The US Centers for Disease Control and Prevention is telling doctors to be on the lookout for a polio-like illness that tends to peak in the late summer and early fall, shedding new light on the illness in a report released Tuesday.
Last year saw the highest number of cases of acute flaccid myelitis so far -- 233 confirmed cases in 41 states. It tends to spike between August and October every other year, including outbreaks in 2014 and 2016 with 120 and 149 cases, respectively. So far this year, there have been 11 confirmed cases in eight states out of 57 patients under investigation. There have been four cases in California and one each in Maryland, Nebraska, North Carolina, Pennsylvania, Texas, Utah and West Virginia.
Acute flaccid myelitis is a rare but serious condition that affects the nervous system -- specifically, the area of the spinal cord called gray matter. The CDC estimates it affects fewer than 1 or 2 in a million children each year in the United States. There are no known treatments or ways to prevent it, the agency says, though experts say early physical therapy or rehab may be key.

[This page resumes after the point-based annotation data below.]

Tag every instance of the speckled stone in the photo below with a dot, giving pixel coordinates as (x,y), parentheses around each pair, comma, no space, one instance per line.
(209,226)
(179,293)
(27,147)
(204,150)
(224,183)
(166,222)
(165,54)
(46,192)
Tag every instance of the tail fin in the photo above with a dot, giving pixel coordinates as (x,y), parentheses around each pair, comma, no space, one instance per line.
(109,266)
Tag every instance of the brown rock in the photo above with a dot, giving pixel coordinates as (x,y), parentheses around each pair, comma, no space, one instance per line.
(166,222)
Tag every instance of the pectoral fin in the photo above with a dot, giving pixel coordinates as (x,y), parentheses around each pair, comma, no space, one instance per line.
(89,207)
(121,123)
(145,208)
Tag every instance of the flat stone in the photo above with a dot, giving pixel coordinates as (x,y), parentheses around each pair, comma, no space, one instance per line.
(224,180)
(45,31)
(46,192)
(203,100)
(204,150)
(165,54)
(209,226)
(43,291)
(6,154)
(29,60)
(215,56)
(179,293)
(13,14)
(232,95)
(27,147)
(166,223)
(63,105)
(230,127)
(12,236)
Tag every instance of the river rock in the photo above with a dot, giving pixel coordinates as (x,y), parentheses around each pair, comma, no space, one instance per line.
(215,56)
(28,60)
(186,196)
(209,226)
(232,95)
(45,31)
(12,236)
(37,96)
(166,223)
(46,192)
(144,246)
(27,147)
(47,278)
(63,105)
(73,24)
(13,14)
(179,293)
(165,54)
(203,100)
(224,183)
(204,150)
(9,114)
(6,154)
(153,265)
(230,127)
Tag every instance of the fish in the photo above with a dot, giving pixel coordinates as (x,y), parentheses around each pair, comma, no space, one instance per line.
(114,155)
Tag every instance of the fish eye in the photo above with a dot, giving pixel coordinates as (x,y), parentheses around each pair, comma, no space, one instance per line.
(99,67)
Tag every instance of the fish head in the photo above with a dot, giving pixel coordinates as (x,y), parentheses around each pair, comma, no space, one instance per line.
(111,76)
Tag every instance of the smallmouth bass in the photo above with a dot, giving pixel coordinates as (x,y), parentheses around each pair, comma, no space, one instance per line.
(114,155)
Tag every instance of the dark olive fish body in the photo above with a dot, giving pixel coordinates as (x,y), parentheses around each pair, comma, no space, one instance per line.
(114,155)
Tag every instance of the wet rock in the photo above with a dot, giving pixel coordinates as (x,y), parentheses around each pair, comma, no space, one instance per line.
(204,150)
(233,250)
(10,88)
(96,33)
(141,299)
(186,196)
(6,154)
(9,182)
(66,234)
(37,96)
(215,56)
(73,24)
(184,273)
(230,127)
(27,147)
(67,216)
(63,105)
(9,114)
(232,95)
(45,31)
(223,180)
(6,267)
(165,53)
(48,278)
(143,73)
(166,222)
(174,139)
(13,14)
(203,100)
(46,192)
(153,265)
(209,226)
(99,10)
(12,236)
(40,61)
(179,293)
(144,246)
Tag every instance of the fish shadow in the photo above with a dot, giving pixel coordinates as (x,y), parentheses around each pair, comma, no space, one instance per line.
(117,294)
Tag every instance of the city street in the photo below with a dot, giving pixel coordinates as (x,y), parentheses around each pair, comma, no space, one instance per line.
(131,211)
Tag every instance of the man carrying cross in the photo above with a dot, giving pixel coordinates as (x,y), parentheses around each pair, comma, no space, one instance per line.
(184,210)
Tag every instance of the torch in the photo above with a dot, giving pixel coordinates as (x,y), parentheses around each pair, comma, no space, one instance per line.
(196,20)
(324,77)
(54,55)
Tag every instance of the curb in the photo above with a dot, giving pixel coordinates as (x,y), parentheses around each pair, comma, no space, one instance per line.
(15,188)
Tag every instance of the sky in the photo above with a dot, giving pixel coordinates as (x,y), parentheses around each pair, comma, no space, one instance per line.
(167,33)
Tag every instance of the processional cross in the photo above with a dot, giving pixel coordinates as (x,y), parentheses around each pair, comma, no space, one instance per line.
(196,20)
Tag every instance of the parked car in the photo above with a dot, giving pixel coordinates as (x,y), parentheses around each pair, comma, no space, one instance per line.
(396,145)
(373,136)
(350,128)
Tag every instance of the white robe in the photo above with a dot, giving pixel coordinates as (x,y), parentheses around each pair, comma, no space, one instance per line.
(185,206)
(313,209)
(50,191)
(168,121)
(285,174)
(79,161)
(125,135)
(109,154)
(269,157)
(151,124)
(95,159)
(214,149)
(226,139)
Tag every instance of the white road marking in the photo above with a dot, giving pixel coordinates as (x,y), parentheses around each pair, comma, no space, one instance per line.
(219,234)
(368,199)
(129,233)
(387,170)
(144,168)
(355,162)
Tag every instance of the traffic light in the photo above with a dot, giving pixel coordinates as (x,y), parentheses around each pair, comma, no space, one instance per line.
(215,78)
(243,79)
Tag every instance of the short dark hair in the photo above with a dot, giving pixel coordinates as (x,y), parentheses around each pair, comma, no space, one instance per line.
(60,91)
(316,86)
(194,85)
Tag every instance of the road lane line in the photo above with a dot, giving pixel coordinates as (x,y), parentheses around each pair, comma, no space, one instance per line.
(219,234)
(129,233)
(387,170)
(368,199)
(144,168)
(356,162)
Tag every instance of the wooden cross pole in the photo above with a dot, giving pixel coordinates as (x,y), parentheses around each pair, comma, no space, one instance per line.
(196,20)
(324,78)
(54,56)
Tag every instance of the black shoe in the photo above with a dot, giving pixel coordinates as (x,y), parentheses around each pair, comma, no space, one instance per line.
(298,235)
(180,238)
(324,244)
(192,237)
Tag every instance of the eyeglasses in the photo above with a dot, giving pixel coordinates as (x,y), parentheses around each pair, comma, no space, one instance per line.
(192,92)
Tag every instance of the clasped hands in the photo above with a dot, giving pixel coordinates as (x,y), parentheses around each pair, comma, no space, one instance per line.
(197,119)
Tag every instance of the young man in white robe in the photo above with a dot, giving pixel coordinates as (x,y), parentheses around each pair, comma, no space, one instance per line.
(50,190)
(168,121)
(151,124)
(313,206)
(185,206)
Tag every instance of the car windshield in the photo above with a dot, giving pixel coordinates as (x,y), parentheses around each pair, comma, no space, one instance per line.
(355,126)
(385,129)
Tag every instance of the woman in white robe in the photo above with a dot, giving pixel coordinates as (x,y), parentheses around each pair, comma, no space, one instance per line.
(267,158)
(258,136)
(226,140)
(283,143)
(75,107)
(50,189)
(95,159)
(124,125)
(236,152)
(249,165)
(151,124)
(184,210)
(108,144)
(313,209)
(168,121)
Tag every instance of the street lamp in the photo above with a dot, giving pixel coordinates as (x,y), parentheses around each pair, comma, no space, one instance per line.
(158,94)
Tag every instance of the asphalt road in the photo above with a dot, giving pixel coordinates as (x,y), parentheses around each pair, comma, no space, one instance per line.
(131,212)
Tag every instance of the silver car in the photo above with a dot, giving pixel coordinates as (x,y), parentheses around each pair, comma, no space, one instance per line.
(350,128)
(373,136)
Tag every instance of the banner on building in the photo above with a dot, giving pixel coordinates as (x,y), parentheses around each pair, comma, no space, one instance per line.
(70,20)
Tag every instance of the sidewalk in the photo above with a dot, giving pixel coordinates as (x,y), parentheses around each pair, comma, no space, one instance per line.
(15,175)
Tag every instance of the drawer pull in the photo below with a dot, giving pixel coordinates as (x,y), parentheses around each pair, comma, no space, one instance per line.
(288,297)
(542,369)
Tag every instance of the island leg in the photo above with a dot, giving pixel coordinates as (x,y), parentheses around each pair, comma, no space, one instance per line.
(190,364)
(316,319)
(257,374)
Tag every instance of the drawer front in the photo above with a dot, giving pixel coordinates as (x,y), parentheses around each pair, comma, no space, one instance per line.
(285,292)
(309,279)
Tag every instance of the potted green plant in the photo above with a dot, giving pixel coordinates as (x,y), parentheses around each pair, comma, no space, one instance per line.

"AFM is a devastating illness for patients and their families," Dr. Anne Schuchat, CDC's principal deputy director, told reporters Tuesday. "We know families are facing uncertainties when it comes to their child's recovery from AFM, and we want parents to know that we are keeping their children front and center and working with our partners to better understand this illness, its risk factors and ways to treat and prevent it."
Experts don't fully understand the long-term consequences or why some patients recover quickly while others continue to experience paralysis and weakness, which can cause respiratory failure in severe cases.
The agency is hoping that doctors learn to quickly recognize and report the illness to health officials to help unravel the mysteries of AFM. According to the new report, doctors collected specimens between two and seven days after limb weakness started, but it took weeks for cases to be reported to the CDC.
"This delay hampers our ability to understand the causes of AFM," Dr. Tom Clark, deputy director of the CDC's Division of Viral Diseases, told reporters Tuesday. "We believe that recognizing AFM early is critical and can lead to better patient management."
Scientists have long thought that a virus -- specifically an enterovirus -- was most likely at the root of AFM.
According to the CDC's latest report, nearly all patients with confirmed AFM had been sick in the month leading up to the onset of paralysis, including 92% with fever or a respiratory illness. Of the respiratory specimens collected, 44% tested positive for an enterovirus or rhinovirus.
Enteroviruses are common; they cause about 10 million to 15 million infections a year in the United States, according to the CDC. Though they're around all year long, they're most common in the summer and fall, which is also when AFM peaks.
Typically, enteroviruses cause people to have cold-like symptoms such as fever, runny nose and body aches, and recovery is easy.
It's unclear why a relatively small number of people develop paralysis after an enterovirus infection. Even within the same family, several siblings can develop the cold-like symptoms, but only one may become paralyzed.
"We are monitoring AFM trends and the clinical presentation, conducting research to identify possible risk factors, using advanced lab testing and research to understand how viral infections may lead to AFM, and tracking long-term outcomes of AFM patients," Clark said in a statement Tuesday.
The CDC escalated its response to the illness, more than doubling the number of staffers working on AFM late last year. This followed earlier criticisms from parents of children with AFM and some of the CDC's own medical advisers toward the agency for being slow to respond to the outbreak.
CDC Director Dr. Robert Redfield called for the formation of an AFM task force in November, which he said Tuesday has yielded "important contributions ... in helping us get closer to critical answers."